Jadi otonomisasi Islam mengidealkan keadaan di mana budaya Nusantara dan setiap individu Muslim Nusantara terpandang absah dalam menafsirkan cara berislamnya. Dengan begitu potensi menusantarakan Islam menjadi lebih luas, sebab Islam Nusantara tidak terkolonialisasi oleh bayang-bayang budaya Islam Arab maupun wacana agama dari aliran, organisasi, dan lembaga keagamaan maenstream.

Dalam hal ini, kita perlu ingat juga kalau realitasnya tidak semua Muslim Nusantara punya kemampuan menalar cara beragama Islam (ini bukan berarti saya meremehkan tingkat pengetahuan orang lain). Dan, juga tidak selalu penggunaan produk Islam Arab itu menjadi belenggu Islam Nusantara.

Otonomisasi Islam sebagai satu upaya menusantarakan Islam, menurut saya, tidak lantas harus meniadakan sepenuhnya produk Islam Arab. Sebagaimana contoh pesantren yang mampu mermuskan cara berislam Nusantara mereka dengan khazanah kitab kuning yang adalah produk pengetahuan Islam Arab. Penggunaan kitab kuning oleh kalangan pesantren, sebenarnya sama saja dengan Prof. Aksin yang dalam membangun gagasan otonomisasi Islam mengutip (tidak otonom absolut) produk pengetahuan Barat dan pemikiran tokoh Muslim, seperti Mahmud Saltut, Muhammad Thaha, dan Abdul Karim Soros, yang dia sebut sebagai “pemikir individual”.

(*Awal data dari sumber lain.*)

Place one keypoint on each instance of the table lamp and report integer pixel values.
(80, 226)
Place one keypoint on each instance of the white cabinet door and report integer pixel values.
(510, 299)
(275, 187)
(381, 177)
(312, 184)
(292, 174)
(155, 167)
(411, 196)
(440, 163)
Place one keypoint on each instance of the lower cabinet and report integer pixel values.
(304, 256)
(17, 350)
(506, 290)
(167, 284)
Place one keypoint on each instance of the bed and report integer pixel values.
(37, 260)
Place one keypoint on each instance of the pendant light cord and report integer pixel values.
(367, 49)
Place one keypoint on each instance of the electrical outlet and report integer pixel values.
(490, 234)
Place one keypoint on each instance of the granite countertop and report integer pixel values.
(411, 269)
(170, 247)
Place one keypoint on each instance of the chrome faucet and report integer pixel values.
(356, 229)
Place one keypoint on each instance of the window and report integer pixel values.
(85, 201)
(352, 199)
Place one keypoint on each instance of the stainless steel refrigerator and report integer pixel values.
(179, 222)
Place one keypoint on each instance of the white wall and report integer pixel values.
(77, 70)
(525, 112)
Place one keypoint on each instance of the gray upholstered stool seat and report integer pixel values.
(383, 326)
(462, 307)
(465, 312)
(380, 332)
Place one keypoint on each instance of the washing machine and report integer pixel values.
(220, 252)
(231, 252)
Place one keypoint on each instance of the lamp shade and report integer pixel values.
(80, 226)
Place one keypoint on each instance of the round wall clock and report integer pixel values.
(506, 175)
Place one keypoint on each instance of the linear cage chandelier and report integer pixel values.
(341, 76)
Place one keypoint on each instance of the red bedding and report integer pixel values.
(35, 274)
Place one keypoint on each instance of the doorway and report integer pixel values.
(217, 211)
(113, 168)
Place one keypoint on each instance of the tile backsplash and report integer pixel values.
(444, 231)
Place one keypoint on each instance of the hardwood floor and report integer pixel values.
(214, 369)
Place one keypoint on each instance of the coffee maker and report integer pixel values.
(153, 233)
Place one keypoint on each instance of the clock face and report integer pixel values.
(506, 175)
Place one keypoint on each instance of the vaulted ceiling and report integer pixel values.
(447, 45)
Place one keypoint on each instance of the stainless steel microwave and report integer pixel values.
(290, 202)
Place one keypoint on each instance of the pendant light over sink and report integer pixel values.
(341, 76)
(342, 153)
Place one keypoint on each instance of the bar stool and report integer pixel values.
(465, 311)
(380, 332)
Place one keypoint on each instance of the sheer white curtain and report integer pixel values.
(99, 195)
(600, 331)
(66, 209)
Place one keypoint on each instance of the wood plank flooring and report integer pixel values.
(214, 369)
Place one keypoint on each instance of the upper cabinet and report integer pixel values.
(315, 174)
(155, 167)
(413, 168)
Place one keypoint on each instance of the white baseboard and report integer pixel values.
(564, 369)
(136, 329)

Begitu juga individu Muslim Nusantara tidak harus terdesak, atau tertekan, untuk merumuskan cara berislamnya sendiri. Sebab, tidak semua Muslim Nusantara punya kemampuan nalar sebagai “pemikir individual” Muslim yang mampu merumuskan cara beragama Islam sendiri. Maka, dalam ketidak-mampuan itu, tidak mengapa untuk mengikuti cara berislam yang dijelaskan oleh ulama berdasarkan aliran, organisasi, atau lembaga keagamaan yang diikuti.

Yang perlu kita catat adalah, otonomisasi Islam tidak menjadikan Islam Arab, aliran, organisasi, dan lembaga keagamaan sebagai ukuran absolut atau sebagai Islam ideal. Otonomisasi Islam melihat itu sebagai Islam historis. Sehingga, bagaimanapun cara berislam Nusantara, entah bebas dari Islam Arab atau menggunakan produk Islam Arab, entah mampu menafsirkan sendiri atau mengikuti ulama berdasarkan aliran, organisasi, atau lembaga keagamaan, tetap terpandang absah dan tidak harus dihakimi sesat. Sebab, ini bukan ranah Islam ideal yang absolut. Ini konteks Islam historis, maka menjadi hak masing-masing, al-haq al-lazim, Muslim Nusantara memilih caranya mengekspresikan Islam di Nusantara.